Por Luis Astolfi
Era muy viejo ya, y había vivido una vida, le decían, larga, intensa y feliz.
Hacía ya tiempo que había perdido la memoria de esos recuerdos de larga vida, poco a poco primero, uno a uno, recuerdo a recuerdo, y todos al final.
Aquel día era su cumpleaños. Lo sabía porque se lo habían dicho, aunque no sabía muy bien lo que significaba «cumpleaños». Pero no le importaba, se lo habían dicho con una sonrisa, le habían dado un beso y un abrazo fuerte, y todos le habían mirado con lágrimas en los ojos, así que sabía que «cumpleaños» era algo bueno.
Fue un día muy agradable. Le hicieron una comida que le gustó mucho, le trajeron una tarta muy deliciosa que tenía muchas velas encendidas que le dijeron que tenía que apagar a soplidos; luego le regalaron cosas bonitas y le volvieron a dar besos y abrazos y le dijeron «muchas felicidades», y al final le cantaron una canción que acababa con «y que cumplas muchos más».
Y él se sintió bien con todo aquello, y también sonrió todo el tiempo, porque sentía que era algo bueno.
Aquel día, a diferencia de otros días, de alguna manera supo que su vida, esa vida que le decían larga y feliz, tocaba a su fin, y eso era lo único que él sabía con certeza acerca de su vida.
Aquella noche, como sucedía cada noche, una luz repentina en su memoria, que era como un destello de ésos que automáticamente te hacen cerrar los ojos un segundo, le hizo bajar a la bodega de su casa, donde almacenaba cientos de botellas de vino que había ido almacenando y coleccionando a lo largo de su larga y, le decían, feliz vida.
No recordaba cuántas tenía, ni si las había comprado o se las habían regalado, ni nada más que lo que eran, vino, y cómo elegir una, cómo abrirla y cómo beberla.
Cada noche elegía una botella, la descorchaba, llenaba una copa y la bebía, y con cada trago, como con cada cerilla del cuento aquel de la niña cerillera, un recuerdo feliz le llenaba la memoria al mismo tiempo que la copa se vaciaba.
Una copa cada noche. Un recuerdo con cada copa.
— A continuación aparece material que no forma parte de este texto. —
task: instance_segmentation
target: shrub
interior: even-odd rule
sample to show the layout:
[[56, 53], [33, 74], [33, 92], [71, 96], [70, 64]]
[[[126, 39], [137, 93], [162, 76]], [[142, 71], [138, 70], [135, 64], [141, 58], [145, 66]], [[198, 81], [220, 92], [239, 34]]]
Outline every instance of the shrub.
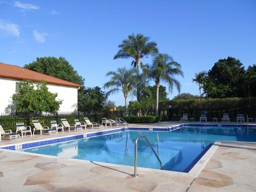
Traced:
[[161, 118], [155, 116], [145, 116], [138, 117], [136, 116], [129, 116], [123, 117], [129, 123], [152, 123], [157, 122]]

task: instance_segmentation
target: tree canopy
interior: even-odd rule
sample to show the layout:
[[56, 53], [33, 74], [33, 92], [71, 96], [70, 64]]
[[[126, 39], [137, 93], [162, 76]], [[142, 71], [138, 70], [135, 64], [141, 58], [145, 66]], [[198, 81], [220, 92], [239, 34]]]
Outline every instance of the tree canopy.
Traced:
[[81, 85], [84, 83], [83, 77], [63, 57], [59, 59], [54, 57], [37, 58], [36, 61], [25, 65], [24, 67]]
[[188, 100], [188, 99], [198, 99], [198, 96], [194, 95], [188, 93], [182, 93], [179, 94], [178, 95], [175, 96], [173, 99], [174, 100]]
[[56, 112], [62, 101], [56, 100], [57, 93], [48, 91], [44, 82], [24, 81], [19, 85], [19, 91], [12, 96], [18, 112]]
[[78, 109], [84, 109], [84, 79], [65, 58], [54, 57], [37, 58], [36, 61], [25, 65], [25, 68], [83, 85], [78, 91]]
[[155, 82], [156, 88], [156, 115], [158, 115], [159, 87], [161, 82], [166, 83], [169, 91], [172, 92], [174, 86], [180, 92], [180, 83], [175, 76], [183, 77], [183, 71], [180, 64], [174, 61], [167, 54], [158, 54], [153, 58], [152, 65], [147, 66], [146, 74], [149, 80]]
[[126, 114], [128, 114], [127, 98], [129, 93], [134, 89], [136, 83], [136, 71], [134, 69], [127, 70], [125, 68], [118, 68], [116, 71], [109, 71], [107, 76], [110, 76], [110, 80], [104, 84], [104, 89], [109, 90], [106, 93], [106, 97], [109, 95], [123, 92], [124, 95]]
[[230, 57], [220, 59], [208, 72], [208, 83], [213, 86], [205, 86], [205, 91], [213, 98], [243, 97], [245, 74], [239, 60]]
[[102, 110], [106, 101], [105, 94], [99, 86], [84, 88], [82, 90], [81, 102], [78, 103], [80, 111], [99, 111]]
[[114, 57], [114, 59], [133, 59], [132, 65], [136, 68], [136, 94], [138, 101], [140, 101], [141, 89], [144, 85], [142, 83], [143, 76], [140, 74], [139, 70], [140, 66], [142, 68], [143, 66], [141, 60], [148, 55], [155, 54], [158, 52], [156, 43], [149, 41], [149, 37], [142, 34], [134, 35], [132, 34], [128, 36], [128, 39], [123, 40], [122, 43], [118, 45], [119, 50]]

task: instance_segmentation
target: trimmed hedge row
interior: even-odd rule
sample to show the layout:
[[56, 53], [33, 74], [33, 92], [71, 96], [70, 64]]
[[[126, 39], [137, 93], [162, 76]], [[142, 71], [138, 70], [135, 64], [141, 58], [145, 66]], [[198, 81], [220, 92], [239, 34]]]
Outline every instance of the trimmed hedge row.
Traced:
[[168, 117], [166, 116], [129, 116], [123, 117], [125, 121], [129, 123], [152, 123], [159, 121], [167, 121]]
[[[188, 100], [172, 100], [159, 102], [159, 107], [162, 110], [166, 109], [169, 106], [173, 110], [228, 110], [236, 109], [237, 110], [248, 110], [249, 99], [244, 98], [223, 98], [223, 99], [202, 99]], [[256, 110], [256, 98], [251, 98], [251, 110]]]

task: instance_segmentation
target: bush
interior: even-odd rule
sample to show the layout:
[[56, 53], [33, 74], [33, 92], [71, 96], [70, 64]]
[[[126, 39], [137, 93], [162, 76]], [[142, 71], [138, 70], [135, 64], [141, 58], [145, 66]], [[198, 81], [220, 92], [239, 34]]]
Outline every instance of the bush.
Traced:
[[129, 116], [123, 117], [129, 123], [152, 123], [160, 121], [161, 117], [155, 116], [146, 116], [138, 117], [136, 116]]

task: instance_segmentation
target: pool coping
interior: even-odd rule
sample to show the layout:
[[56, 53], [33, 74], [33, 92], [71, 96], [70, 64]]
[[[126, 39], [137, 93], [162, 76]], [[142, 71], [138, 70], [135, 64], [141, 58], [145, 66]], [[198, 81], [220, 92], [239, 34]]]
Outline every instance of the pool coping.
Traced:
[[182, 123], [180, 124], [178, 124], [174, 126], [167, 126], [166, 128], [159, 128], [159, 127], [116, 127], [114, 128], [111, 130], [103, 131], [97, 131], [90, 132], [90, 133], [83, 133], [81, 134], [76, 134], [76, 135], [63, 135], [59, 137], [58, 138], [45, 138], [43, 139], [39, 139], [36, 140], [36, 141], [27, 141], [27, 142], [21, 142], [20, 143], [18, 143], [15, 144], [7, 144], [0, 146], [0, 149], [9, 149], [9, 150], [20, 150], [22, 149], [25, 149], [27, 148], [38, 147], [43, 145], [46, 145], [49, 144], [52, 144], [55, 143], [58, 143], [63, 141], [70, 141], [76, 139], [79, 139], [83, 138], [89, 138], [93, 137], [100, 136], [102, 135], [114, 133], [116, 132], [118, 132], [121, 131], [163, 131], [163, 132], [170, 132], [174, 130], [175, 130], [178, 129], [180, 129], [185, 126], [212, 126], [212, 127], [247, 127], [249, 128], [256, 128], [256, 125], [246, 125], [246, 124], [193, 124], [193, 123]]
[[[95, 131], [90, 133], [83, 133], [81, 134], [78, 135], [69, 135], [68, 137], [67, 135], [58, 137], [57, 138], [49, 138], [49, 139], [45, 139], [39, 140], [37, 140], [36, 141], [27, 141], [25, 142], [22, 142], [21, 143], [17, 143], [15, 145], [13, 144], [9, 144], [5, 146], [0, 146], [0, 149], [4, 149], [4, 150], [8, 150], [13, 151], [13, 152], [17, 152], [17, 153], [27, 153], [30, 155], [33, 154], [35, 155], [34, 153], [29, 153], [29, 152], [25, 152], [23, 151], [21, 151], [21, 149], [26, 149], [28, 148], [33, 148], [36, 147], [40, 146], [44, 146], [47, 145], [50, 145], [55, 143], [59, 143], [64, 141], [68, 141], [71, 140], [74, 140], [77, 139], [86, 139], [86, 138], [90, 138], [95, 137], [103, 135], [107, 135], [109, 134], [114, 133], [117, 133], [128, 130], [131, 131], [164, 131], [164, 132], [171, 132], [180, 128], [182, 128], [185, 126], [202, 126], [202, 125], [205, 126], [214, 126], [214, 127], [247, 127], [247, 125], [241, 125], [241, 124], [189, 124], [189, 123], [182, 123], [181, 124], [177, 125], [175, 126], [169, 126], [166, 128], [146, 128], [146, 127], [117, 127], [115, 128], [110, 130], [106, 130], [105, 131]], [[213, 126], [215, 125], [215, 126]], [[223, 126], [224, 125], [224, 126]], [[244, 125], [244, 126], [241, 126]], [[249, 127], [248, 126], [248, 127]], [[250, 128], [256, 128], [255, 125], [252, 125]], [[188, 174], [189, 175], [192, 177], [196, 177], [197, 175], [200, 173], [201, 171], [204, 168], [204, 166], [207, 164], [209, 160], [210, 159], [211, 157], [213, 155], [215, 151], [218, 147], [218, 145], [220, 143], [221, 141], [215, 141], [213, 145], [212, 145], [210, 147], [207, 149], [206, 150], [205, 152], [203, 151], [203, 154], [202, 156], [198, 158], [198, 159], [197, 159], [196, 158], [196, 161], [194, 164], [193, 162], [191, 163], [189, 166], [191, 166], [191, 167], [187, 167], [188, 170], [188, 172], [177, 172], [174, 171], [167, 171], [167, 170], [160, 170], [161, 171], [167, 171], [167, 172], [173, 172], [175, 173], [182, 173], [184, 174]], [[231, 141], [230, 141], [231, 142]], [[239, 141], [235, 141], [235, 142], [239, 142]], [[79, 162], [83, 162], [83, 161], [87, 161], [89, 162], [91, 162], [92, 161], [89, 160], [83, 160], [83, 159], [74, 159], [71, 158], [62, 158], [57, 156], [53, 156], [51, 155], [43, 155], [43, 154], [36, 154], [36, 155], [42, 156], [42, 157], [54, 157], [56, 158], [61, 158], [61, 159], [65, 159], [68, 160], [72, 160], [72, 161], [78, 161]], [[195, 161], [194, 160], [194, 161]], [[119, 164], [115, 164], [108, 163], [103, 163], [103, 162], [97, 162], [97, 163], [101, 163], [105, 165], [119, 165]], [[129, 165], [119, 165], [122, 166], [132, 166]], [[146, 167], [140, 167], [140, 169], [147, 169], [150, 170], [154, 170], [155, 171], [156, 169], [150, 169], [150, 168], [146, 168]], [[158, 170], [156, 169], [156, 170]]]

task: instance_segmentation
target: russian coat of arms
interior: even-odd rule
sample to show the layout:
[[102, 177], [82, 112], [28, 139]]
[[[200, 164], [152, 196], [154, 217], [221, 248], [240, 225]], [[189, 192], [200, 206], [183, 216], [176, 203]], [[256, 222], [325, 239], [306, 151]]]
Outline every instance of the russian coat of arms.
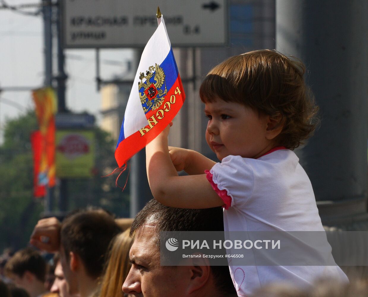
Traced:
[[[163, 69], [155, 64], [154, 67], [148, 67], [145, 75], [143, 72], [140, 73], [139, 78], [141, 81], [138, 82], [138, 93], [143, 110], [145, 113], [150, 107], [152, 110], [158, 108], [165, 100], [163, 96], [167, 93]], [[144, 82], [145, 78], [146, 81]], [[165, 85], [164, 90], [162, 88], [163, 85]]]

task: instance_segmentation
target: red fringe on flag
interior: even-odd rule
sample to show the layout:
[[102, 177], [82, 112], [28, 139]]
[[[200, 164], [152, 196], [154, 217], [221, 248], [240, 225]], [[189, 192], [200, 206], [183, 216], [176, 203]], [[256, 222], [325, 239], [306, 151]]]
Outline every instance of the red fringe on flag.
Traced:
[[[127, 169], [127, 167], [128, 167], [129, 169], [128, 171], [128, 176], [127, 177], [127, 179], [125, 181], [125, 184], [124, 185], [124, 187], [122, 188], [120, 185], [117, 184], [117, 180], [119, 179], [119, 178], [120, 176], [121, 175], [125, 170]], [[125, 189], [125, 187], [127, 186], [127, 184], [128, 183], [128, 178], [129, 177], [129, 173], [130, 173], [130, 165], [127, 164], [126, 163], [124, 163], [123, 166], [121, 167], [117, 167], [114, 169], [114, 171], [113, 171], [111, 173], [109, 173], [108, 174], [104, 176], [101, 177], [106, 177], [107, 176], [110, 176], [110, 175], [112, 175], [114, 173], [116, 173], [117, 172], [120, 172], [119, 173], [119, 175], [116, 178], [116, 180], [115, 181], [115, 185], [116, 187], [118, 187], [122, 189], [121, 191], [123, 192]]]

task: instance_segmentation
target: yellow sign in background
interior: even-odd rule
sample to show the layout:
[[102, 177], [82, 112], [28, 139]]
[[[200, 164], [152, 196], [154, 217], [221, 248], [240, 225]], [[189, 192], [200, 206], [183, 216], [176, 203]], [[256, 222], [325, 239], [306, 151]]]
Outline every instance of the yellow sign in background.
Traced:
[[92, 176], [95, 156], [93, 131], [61, 130], [56, 133], [56, 176], [60, 178]]

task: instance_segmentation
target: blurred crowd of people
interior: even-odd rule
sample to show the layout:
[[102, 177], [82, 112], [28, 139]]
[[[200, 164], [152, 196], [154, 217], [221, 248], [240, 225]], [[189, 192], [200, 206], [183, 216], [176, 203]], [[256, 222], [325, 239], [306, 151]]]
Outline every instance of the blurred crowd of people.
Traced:
[[[0, 258], [0, 297], [236, 296], [228, 267], [198, 258], [162, 266], [160, 232], [223, 230], [221, 208], [188, 209], [149, 202], [134, 220], [100, 209], [42, 219], [30, 246]], [[316, 280], [308, 287], [270, 284], [255, 297], [368, 296], [367, 282]]]

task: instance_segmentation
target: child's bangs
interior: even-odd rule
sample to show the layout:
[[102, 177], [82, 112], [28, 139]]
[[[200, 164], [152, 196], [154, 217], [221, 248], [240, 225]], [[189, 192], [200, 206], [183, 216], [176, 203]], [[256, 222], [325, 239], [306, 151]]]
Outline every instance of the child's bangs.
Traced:
[[212, 102], [219, 98], [224, 101], [236, 101], [236, 90], [225, 78], [209, 74], [199, 88], [199, 96], [204, 103]]

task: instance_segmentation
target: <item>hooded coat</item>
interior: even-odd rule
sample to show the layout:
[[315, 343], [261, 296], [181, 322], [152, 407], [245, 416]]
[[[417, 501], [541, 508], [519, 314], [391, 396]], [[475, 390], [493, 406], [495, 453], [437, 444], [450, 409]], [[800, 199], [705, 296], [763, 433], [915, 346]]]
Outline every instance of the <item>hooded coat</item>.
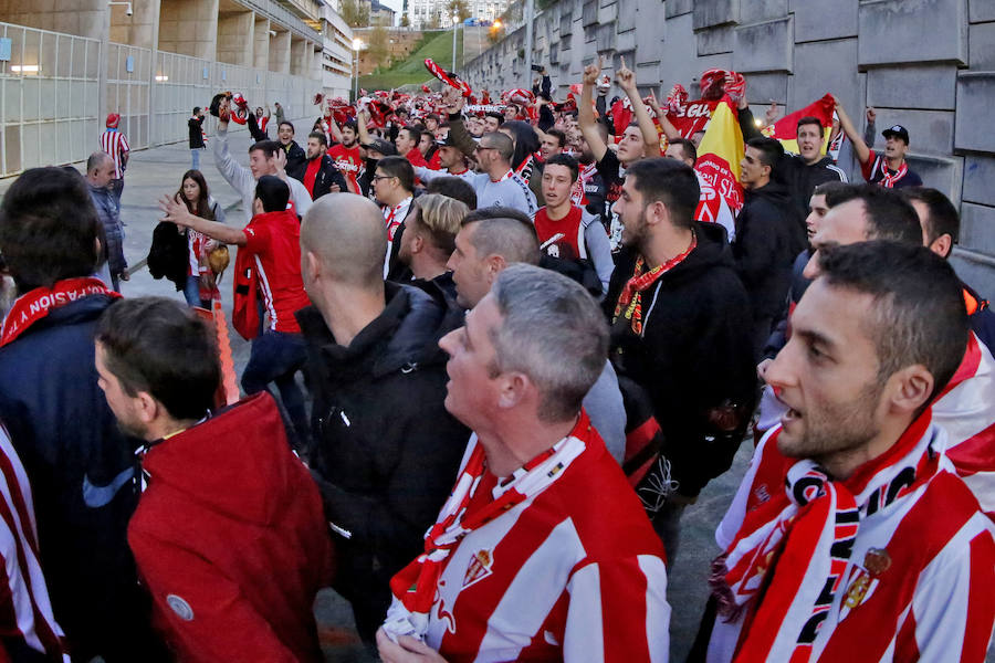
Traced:
[[771, 181], [746, 191], [732, 249], [754, 319], [779, 317], [787, 302], [792, 264], [805, 248], [805, 225], [787, 187]]
[[321, 661], [312, 610], [332, 539], [273, 398], [153, 443], [142, 470], [128, 543], [178, 659]]
[[[678, 492], [698, 495], [729, 470], [753, 412], [752, 319], [736, 276], [725, 229], [695, 222], [698, 246], [642, 293], [643, 328], [618, 316], [609, 357], [619, 373], [649, 396], [664, 435]], [[625, 248], [611, 277], [605, 309], [632, 277], [638, 253]], [[716, 423], [720, 413], [732, 414]]]
[[447, 355], [438, 346], [461, 312], [412, 286], [385, 288], [386, 308], [348, 346], [335, 343], [315, 307], [296, 314], [314, 393], [310, 463], [343, 534], [333, 587], [367, 641], [390, 604], [390, 578], [422, 551], [470, 439], [443, 406]]

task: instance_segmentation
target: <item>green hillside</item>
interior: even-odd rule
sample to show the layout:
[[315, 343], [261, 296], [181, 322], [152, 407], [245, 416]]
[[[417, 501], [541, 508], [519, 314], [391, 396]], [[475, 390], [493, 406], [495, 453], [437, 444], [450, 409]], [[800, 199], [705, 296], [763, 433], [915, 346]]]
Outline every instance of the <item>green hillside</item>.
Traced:
[[[457, 33], [457, 64], [463, 53], [463, 31]], [[425, 69], [425, 59], [431, 57], [447, 70], [452, 65], [452, 30], [426, 32], [421, 46], [389, 70], [377, 70], [359, 77], [359, 87], [365, 90], [392, 90], [401, 85], [419, 84], [431, 80]]]

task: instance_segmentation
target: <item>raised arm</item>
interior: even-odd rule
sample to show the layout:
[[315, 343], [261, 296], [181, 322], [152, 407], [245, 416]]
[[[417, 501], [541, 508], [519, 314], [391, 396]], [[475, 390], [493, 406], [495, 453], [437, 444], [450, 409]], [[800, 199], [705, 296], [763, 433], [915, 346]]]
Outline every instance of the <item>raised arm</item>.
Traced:
[[580, 102], [577, 104], [577, 124], [580, 125], [580, 133], [590, 147], [590, 154], [594, 155], [595, 161], [600, 161], [608, 146], [601, 140], [601, 134], [597, 128], [597, 120], [594, 117], [594, 107], [591, 98], [594, 96], [594, 87], [598, 83], [598, 75], [601, 73], [601, 56], [598, 55], [597, 64], [588, 64], [584, 67], [584, 82], [580, 87]]
[[615, 73], [615, 82], [622, 88], [629, 103], [632, 105], [632, 115], [639, 124], [639, 131], [642, 134], [642, 143], [646, 145], [647, 157], [660, 156], [660, 136], [657, 134], [657, 127], [653, 125], [653, 118], [649, 116], [642, 99], [639, 98], [639, 87], [636, 85], [636, 74], [626, 66], [626, 59], [621, 59], [621, 66]]
[[861, 165], [867, 164], [870, 161], [870, 148], [867, 146], [867, 143], [863, 141], [863, 137], [857, 131], [857, 127], [853, 126], [850, 116], [847, 115], [842, 104], [839, 103], [839, 98], [835, 94], [832, 95], [832, 101], [836, 102], [836, 114], [839, 115], [839, 126], [842, 127], [847, 138], [853, 144], [853, 154], [857, 155], [857, 160], [860, 161]]
[[238, 244], [244, 246], [248, 243], [245, 233], [238, 228], [218, 223], [217, 221], [208, 221], [200, 217], [195, 217], [187, 209], [187, 206], [175, 198], [164, 196], [159, 199], [159, 209], [166, 214], [161, 220], [192, 228], [197, 232], [201, 232], [212, 240], [224, 242], [226, 244]]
Un recuerdo que, con el último trago, se evaporaba de nuevo al final.
Aquella noche, la del «cumpleaños feliz», en lugar de una botella eligió instintivamente diez, que depositó sobre la mesa de madera maciza que había en el centro de la bodega, rodeada de los estantes con todas las botellas de vino que poseía.
No dudó, eligió diez botellas y abrió nueve, colocándolas una al lado de la otra, en una serie de formas diferentes cubiertas de polvo y preciosas etiquetas coloridas.
La décima, que a diferencia de las demás la había sacado de una cava eléctrica, la dejó a un lado, sin abrir.
Cada sorbo único que dio de cada una, como siempre sucedía, le llevó hasta un recuerdo feliz, el recuerdo, conservado imperturbable dentro de cada botella, de cada uno de los nueve rostros amados que habían pasado por su vida, un recuerdo que ya sólo era dulce, ignorando, como siempre hacía con el vino, cualquier arañazo amargo que le hubiera podido desgarrar la piel.
Cuando terminó de revivir las nueve copas de vino, abrió la última botella, la décima. Un suspiro proveniente de su interior le trajo aromas a manzana asada, pan caliente y bollos de mantequilla. De la mano de aquellas sensaciones, la copa burbujeante que apuró de un trago le trajo también el recuerdo del principio del fin, la noche del día en que el décimo y último rostro amado le dijo que, un día, ya no recordaría no sólo dónde había dejado sus llaves, sino también para qué servían las llaves.
Pero eso ahora ya no le importaba, nada le importaba ya desde hacía tiempo, salvo que, le habían dicho, hoy era su cumpleaños, y que se iba a beber la que, de algún modo, sabía que sería la última botella que bebería de su amado vino, aquella botella de rubio, dulce y chispeante champagne.
Era su cumpleaños y él se sentía feliz.